Watching Lester Holt’s series on mass incarceration, I was struck by the time-line: early 70s is when the upsurge in incarceration began and it has affected Black people disproportionately. What else was going on then?
When my wife and I got married, we could buy a house only in South Phoenix, the Black part of town. That was in 1964. Ten years earlier, Brown v Board of Education was decided, opening previously all-White schools to Black children. The Civil Rights Act and other federal legislation brought about a gradual but not too slow end to residential segregation.
I know this personally because my wife and I watched as Black families moved out of South Phoenix, what they called the ghetto then and now the ‘hood. This began in the late 60s. By 1973 my wife and I had taken the plunge and left, too. (Little did we know what a vacuum this exodus would create)
The next few years were replete with instances of White society adjusting to African-Americans in its midst, a new phenomenon. Hispanics began to rent, buy and be hired in places that had seen very few. (20 years later a flood of Hispanics would roll in and over not just Arizona but the whole country).
Am I paranoid to think that the defenders of White society, Christian civilization, the West World, whatever you hear it labeled, engineered a way to take as many Black males out of society as possible? Not consciously, of course, but the war on drugs, the war on crime, came at a time, 1971, when White Americans found themselves beset by African-Americans stepping into roles that had seldom if ever been filled by them in the past. Entertainers? Yes. Menial workers? Yes. But not much else.
We, my wife and I, have the personal memories of White people’s (and some Hispanics’) reactions to her and other Blacks occupying these roles. We must now ask ourselves this question: is Trump’s election just one more spasmodic response to the unwelcome presence of African-Americans in positions previously barred to them?

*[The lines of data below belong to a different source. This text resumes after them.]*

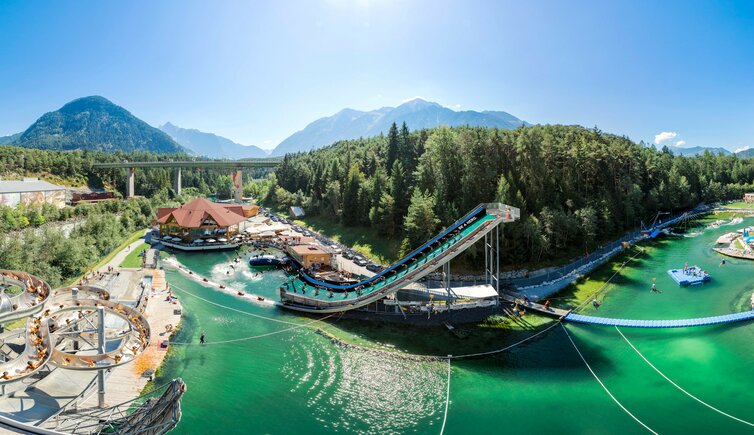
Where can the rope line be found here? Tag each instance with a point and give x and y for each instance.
(447, 401)
(236, 340)
(678, 386)
(492, 352)
(234, 309)
(603, 385)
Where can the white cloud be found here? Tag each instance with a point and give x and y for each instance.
(665, 136)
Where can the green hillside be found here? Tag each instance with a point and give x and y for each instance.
(95, 123)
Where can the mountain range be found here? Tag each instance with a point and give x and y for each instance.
(95, 123)
(416, 113)
(211, 145)
(696, 151)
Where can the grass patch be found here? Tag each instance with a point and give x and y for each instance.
(739, 205)
(133, 260)
(106, 259)
(365, 240)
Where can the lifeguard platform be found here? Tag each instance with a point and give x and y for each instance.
(691, 276)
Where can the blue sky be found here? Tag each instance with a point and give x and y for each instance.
(256, 72)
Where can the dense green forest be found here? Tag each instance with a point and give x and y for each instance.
(576, 187)
(49, 254)
(95, 123)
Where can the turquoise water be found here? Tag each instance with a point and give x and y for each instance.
(299, 382)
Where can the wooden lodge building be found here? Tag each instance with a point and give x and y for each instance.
(202, 221)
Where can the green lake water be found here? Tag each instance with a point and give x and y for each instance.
(299, 382)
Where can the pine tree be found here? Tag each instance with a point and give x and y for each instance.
(392, 147)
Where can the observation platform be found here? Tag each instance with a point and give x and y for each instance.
(680, 323)
(570, 316)
(691, 276)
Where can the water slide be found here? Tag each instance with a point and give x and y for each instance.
(306, 293)
(53, 320)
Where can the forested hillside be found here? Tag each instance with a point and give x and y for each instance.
(576, 187)
(95, 123)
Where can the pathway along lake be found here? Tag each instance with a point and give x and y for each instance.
(299, 382)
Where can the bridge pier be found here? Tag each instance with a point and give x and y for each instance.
(236, 187)
(130, 182)
(177, 181)
(101, 349)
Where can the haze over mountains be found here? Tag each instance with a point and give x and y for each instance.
(416, 113)
(211, 145)
(95, 123)
(695, 151)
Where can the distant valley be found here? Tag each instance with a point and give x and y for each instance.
(211, 145)
(417, 114)
(95, 123)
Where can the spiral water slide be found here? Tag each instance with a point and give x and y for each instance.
(54, 319)
(306, 293)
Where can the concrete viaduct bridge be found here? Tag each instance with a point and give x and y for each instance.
(234, 166)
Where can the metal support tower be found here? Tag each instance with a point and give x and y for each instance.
(75, 296)
(101, 349)
(492, 258)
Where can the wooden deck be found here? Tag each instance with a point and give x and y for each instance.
(557, 312)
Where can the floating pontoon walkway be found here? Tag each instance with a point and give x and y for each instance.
(680, 323)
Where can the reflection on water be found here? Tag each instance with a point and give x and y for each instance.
(300, 382)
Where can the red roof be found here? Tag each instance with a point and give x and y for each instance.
(194, 213)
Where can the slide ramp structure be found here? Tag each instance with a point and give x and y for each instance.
(54, 317)
(306, 293)
(678, 323)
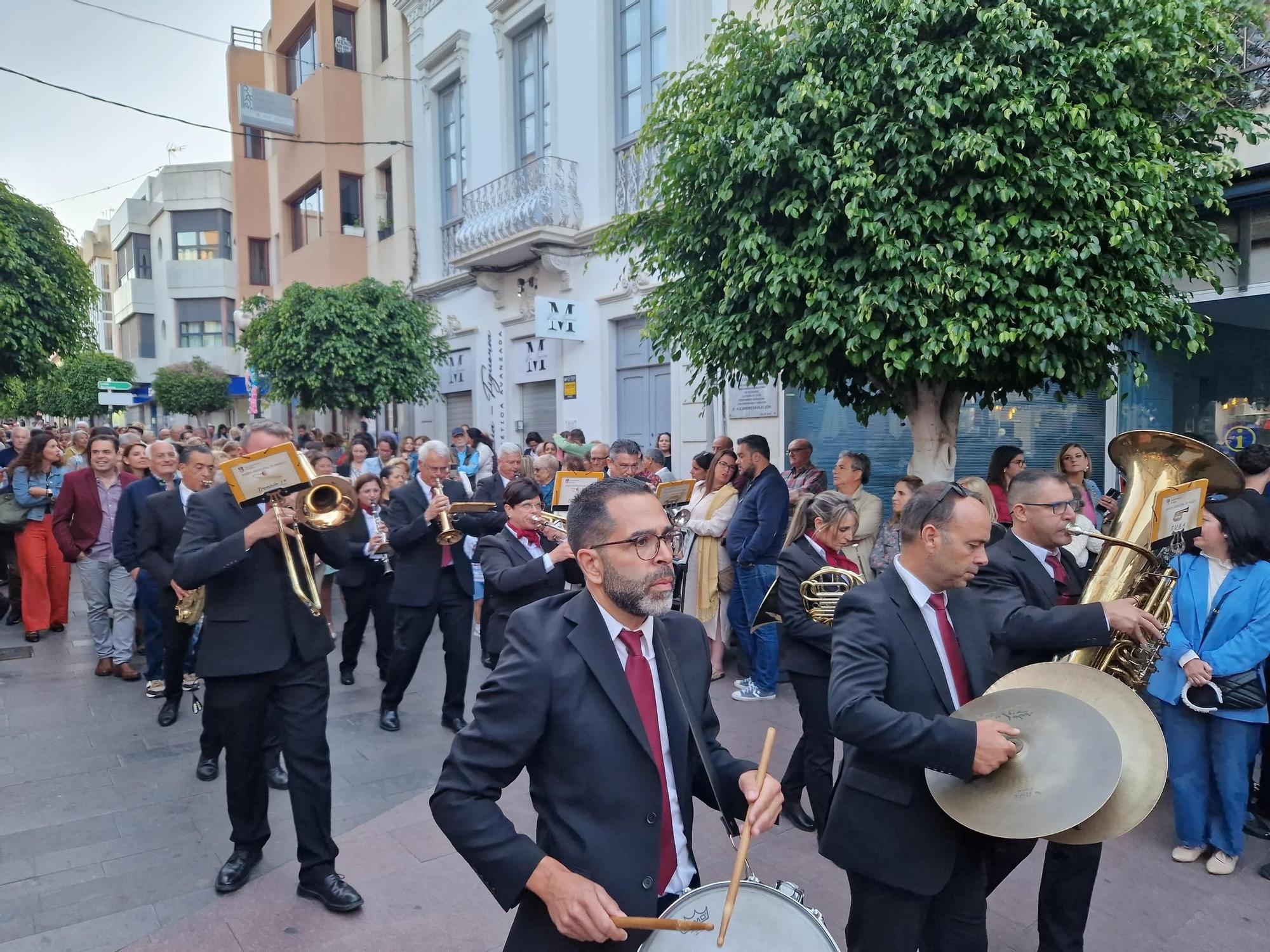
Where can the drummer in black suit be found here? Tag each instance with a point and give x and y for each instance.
(523, 563)
(820, 529)
(1031, 592)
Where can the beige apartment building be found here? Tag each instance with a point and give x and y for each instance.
(322, 73)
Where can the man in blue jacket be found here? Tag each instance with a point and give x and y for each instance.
(755, 538)
(128, 524)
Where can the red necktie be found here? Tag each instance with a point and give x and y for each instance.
(639, 676)
(1065, 597)
(952, 649)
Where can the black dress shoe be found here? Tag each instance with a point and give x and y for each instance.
(276, 777)
(237, 870)
(170, 713)
(333, 893)
(797, 816)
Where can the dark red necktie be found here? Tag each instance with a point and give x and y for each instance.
(639, 676)
(528, 535)
(1065, 597)
(952, 649)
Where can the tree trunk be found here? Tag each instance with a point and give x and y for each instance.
(934, 412)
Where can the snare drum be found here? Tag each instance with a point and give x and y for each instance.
(765, 920)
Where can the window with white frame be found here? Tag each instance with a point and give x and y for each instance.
(454, 153)
(642, 59)
(533, 95)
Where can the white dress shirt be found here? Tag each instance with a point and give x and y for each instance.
(921, 597)
(685, 870)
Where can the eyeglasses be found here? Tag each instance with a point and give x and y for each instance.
(1057, 508)
(647, 545)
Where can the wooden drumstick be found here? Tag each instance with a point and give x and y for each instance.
(646, 922)
(745, 841)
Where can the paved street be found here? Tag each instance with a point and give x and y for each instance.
(107, 840)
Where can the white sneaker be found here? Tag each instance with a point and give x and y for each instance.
(1221, 864)
(752, 694)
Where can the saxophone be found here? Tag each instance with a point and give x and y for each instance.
(1151, 461)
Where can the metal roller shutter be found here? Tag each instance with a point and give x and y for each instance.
(538, 409)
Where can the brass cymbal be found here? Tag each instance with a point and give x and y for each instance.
(1142, 744)
(1067, 767)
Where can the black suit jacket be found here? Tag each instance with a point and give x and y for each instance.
(252, 618)
(1020, 604)
(559, 706)
(806, 645)
(163, 520)
(418, 553)
(890, 704)
(515, 579)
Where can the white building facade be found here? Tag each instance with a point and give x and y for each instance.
(525, 115)
(176, 284)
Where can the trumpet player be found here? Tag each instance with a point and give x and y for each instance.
(434, 579)
(163, 520)
(1031, 592)
(821, 527)
(525, 562)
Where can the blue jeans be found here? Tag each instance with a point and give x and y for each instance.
(152, 626)
(1210, 765)
(761, 645)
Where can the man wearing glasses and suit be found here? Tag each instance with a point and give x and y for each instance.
(1031, 591)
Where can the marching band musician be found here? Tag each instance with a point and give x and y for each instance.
(909, 651)
(261, 644)
(432, 579)
(584, 699)
(524, 563)
(820, 529)
(366, 582)
(1031, 590)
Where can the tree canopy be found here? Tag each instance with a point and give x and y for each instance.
(46, 290)
(910, 202)
(194, 389)
(354, 347)
(72, 392)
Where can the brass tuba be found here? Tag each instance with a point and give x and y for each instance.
(1151, 461)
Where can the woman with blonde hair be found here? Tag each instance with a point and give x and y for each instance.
(708, 571)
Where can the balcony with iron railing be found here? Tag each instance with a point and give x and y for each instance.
(505, 218)
(634, 172)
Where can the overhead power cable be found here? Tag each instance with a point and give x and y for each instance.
(222, 43)
(204, 125)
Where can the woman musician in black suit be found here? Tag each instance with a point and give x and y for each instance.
(523, 563)
(366, 581)
(820, 529)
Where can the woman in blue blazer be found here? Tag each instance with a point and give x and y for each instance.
(1225, 590)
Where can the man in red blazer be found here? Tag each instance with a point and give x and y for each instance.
(84, 527)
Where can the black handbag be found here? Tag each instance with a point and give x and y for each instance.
(1234, 692)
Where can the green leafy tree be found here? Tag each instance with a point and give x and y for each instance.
(346, 348)
(194, 389)
(46, 290)
(72, 392)
(909, 204)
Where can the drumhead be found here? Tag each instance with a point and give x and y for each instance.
(763, 921)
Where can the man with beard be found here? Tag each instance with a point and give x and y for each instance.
(584, 691)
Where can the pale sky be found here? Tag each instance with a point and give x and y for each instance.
(55, 145)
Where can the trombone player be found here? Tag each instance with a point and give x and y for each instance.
(261, 644)
(1031, 592)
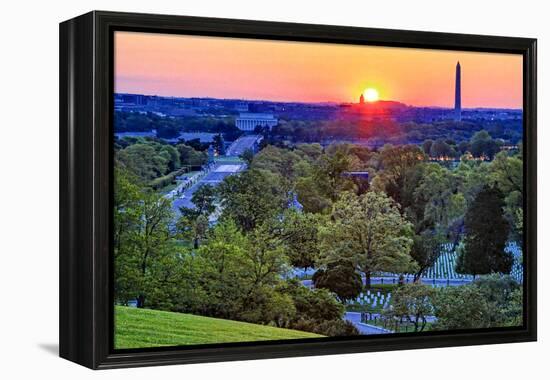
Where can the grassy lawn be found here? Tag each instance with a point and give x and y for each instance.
(138, 328)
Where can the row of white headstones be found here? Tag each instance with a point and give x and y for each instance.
(373, 299)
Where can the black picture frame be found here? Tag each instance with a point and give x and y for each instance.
(86, 187)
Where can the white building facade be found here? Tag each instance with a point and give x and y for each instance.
(249, 121)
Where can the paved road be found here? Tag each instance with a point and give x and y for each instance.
(239, 146)
(219, 171)
(364, 328)
(213, 177)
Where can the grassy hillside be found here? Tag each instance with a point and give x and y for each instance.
(139, 328)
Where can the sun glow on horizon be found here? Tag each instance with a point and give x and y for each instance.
(371, 94)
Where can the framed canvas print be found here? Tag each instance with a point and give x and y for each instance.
(236, 189)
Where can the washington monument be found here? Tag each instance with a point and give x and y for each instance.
(458, 103)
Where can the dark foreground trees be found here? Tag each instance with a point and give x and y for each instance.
(369, 232)
(486, 236)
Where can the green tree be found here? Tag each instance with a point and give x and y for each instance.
(299, 236)
(482, 144)
(501, 294)
(370, 232)
(341, 279)
(193, 222)
(460, 307)
(486, 235)
(252, 197)
(507, 173)
(143, 243)
(412, 303)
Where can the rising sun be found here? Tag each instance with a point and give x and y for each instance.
(371, 95)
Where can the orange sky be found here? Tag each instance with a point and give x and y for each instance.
(190, 66)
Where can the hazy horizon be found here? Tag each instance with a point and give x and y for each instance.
(306, 72)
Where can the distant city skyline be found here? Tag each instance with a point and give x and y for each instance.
(229, 68)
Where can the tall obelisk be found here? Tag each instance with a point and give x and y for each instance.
(458, 101)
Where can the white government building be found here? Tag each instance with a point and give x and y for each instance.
(249, 121)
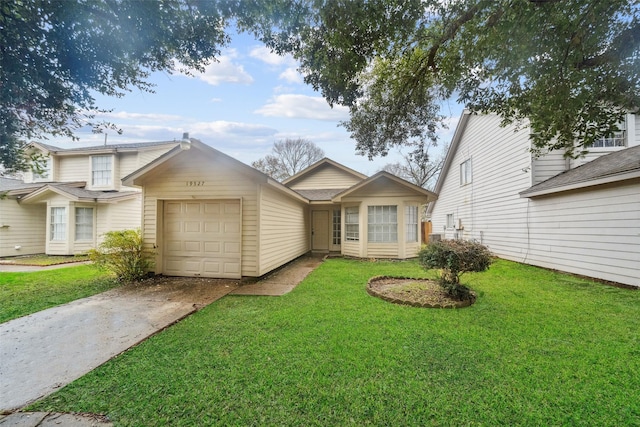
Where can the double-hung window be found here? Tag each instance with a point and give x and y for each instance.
(411, 223)
(352, 224)
(101, 168)
(465, 172)
(84, 223)
(383, 224)
(58, 224)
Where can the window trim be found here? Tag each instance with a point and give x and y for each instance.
(58, 230)
(351, 227)
(77, 223)
(384, 228)
(94, 171)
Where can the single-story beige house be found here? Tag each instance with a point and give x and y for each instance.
(208, 214)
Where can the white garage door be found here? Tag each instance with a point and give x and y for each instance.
(202, 238)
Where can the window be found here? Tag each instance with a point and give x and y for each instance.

There are many reasons this person or that voted for Trump. No doubt Blacks and Hispanics are the main thing for some voters, but I suspect the majority are more concerned with one of the many other things I see rants on Facebook about.
You can suspect, but the social science and political science research is turning up a lot. I think the biggest problem in looking at the role of White fear and racial resentment is that people are looking at it in a linear way: bigots yell nigger and racists shoot Mexicans. It is not that simple. I’ll respond more after my nap.